La conclusione della parabola, formulata dall'evangelista, è di singolare efficacia: « Così è di chi accumula tesori per sé e non si arricchisce presso Dio » ( v. 21 ).

È un ammonimento che rivela l'orizzonte verso cui tutti noi siamo chiamati a guardare.

I beni materiali sono necessari – sono beni! -, ma sono un mezzo per vivere onestamente e nella condivisone con i più bisognosi.

Gesù oggi ci invita a considerare che le ricchezze possono incatenare il cuore e distoglierlo dal vero tesoro che è nei cieli.

Ce lo ricorda anche San Paolo nell'odierna seconda lettura.

Dice così: « Cercate le cose di lassù.

… rivolgete il pensiero alle cose di lassù, non a quelle della terra » ( Col 3,1-2 ).

Questo – si capisce - non vuol dire estraniarsi dalla realtà, ma cercare le cose che hanno un vero valore: la giustizia, la solidarietà, l'accoglienza, la fraternità, la pace, tutte cose che costituiscono la vera dignità dell'uomo.

Si tratta di tendere ad una vita realizzata non secondo lo stile mondano, bensì secondo lo stile evangelico: amare Dio con tutto il nostro essere, e amare il prossimo come lo ha amato Gesù, cioè nel servizio e nel dono di sé.

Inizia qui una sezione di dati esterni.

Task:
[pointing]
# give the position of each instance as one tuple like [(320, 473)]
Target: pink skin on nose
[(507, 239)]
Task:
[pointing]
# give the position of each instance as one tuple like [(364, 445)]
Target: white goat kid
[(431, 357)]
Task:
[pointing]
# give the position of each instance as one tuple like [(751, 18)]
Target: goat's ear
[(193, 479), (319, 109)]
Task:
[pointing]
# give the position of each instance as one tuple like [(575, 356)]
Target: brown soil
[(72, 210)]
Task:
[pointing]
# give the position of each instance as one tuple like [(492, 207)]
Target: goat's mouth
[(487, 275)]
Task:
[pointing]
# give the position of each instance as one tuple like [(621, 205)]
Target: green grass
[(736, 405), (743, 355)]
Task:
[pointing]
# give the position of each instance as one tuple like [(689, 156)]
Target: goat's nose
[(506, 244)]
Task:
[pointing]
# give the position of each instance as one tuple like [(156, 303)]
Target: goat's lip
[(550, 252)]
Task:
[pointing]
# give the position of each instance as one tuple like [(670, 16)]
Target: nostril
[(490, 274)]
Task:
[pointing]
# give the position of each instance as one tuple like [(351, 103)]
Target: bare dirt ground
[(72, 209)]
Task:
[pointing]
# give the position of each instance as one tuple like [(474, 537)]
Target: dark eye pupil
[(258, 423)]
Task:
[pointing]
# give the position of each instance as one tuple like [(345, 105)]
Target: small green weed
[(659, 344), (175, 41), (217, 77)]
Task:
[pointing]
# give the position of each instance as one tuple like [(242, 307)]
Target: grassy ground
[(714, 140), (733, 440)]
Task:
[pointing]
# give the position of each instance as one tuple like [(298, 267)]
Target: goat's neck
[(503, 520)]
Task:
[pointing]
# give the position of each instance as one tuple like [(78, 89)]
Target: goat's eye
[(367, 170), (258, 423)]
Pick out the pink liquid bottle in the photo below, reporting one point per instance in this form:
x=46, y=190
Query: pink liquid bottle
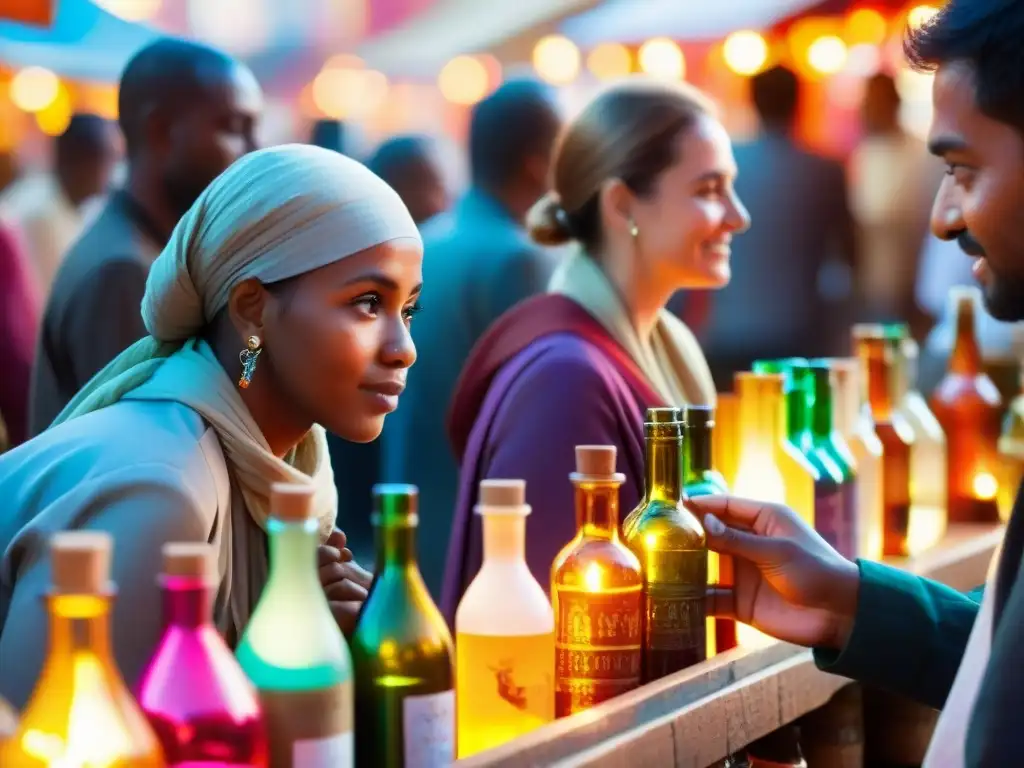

La cupidigia dei beni, la voglia di avere beni, non sazia il cuore, anzi provoca di più fame!

La cupidigia è come quelle buone caramelle: tu ne prendi una e dice: "Ah! Che buona", e poi prendi l'altra; e una tira l'altra.

Così è la cupidigia: non si sazia mai.

State attenti!

L'amore così inteso e vissuto è la fonte della vera felicità, mentre la ricerca smisurata dei beni materiali e delle ricchezze è spesso sorgente di inquietudine, di avversità, di prevaricazioni, di guerre.

Tante guerre incominciano per la cupidigia.

La Vergine Maria ci aiuti a non lasciarci affascinare dalle sicurezze che passano, ma ad essere ogni giorno credibili testimoni dei valori eterni del Vangelo.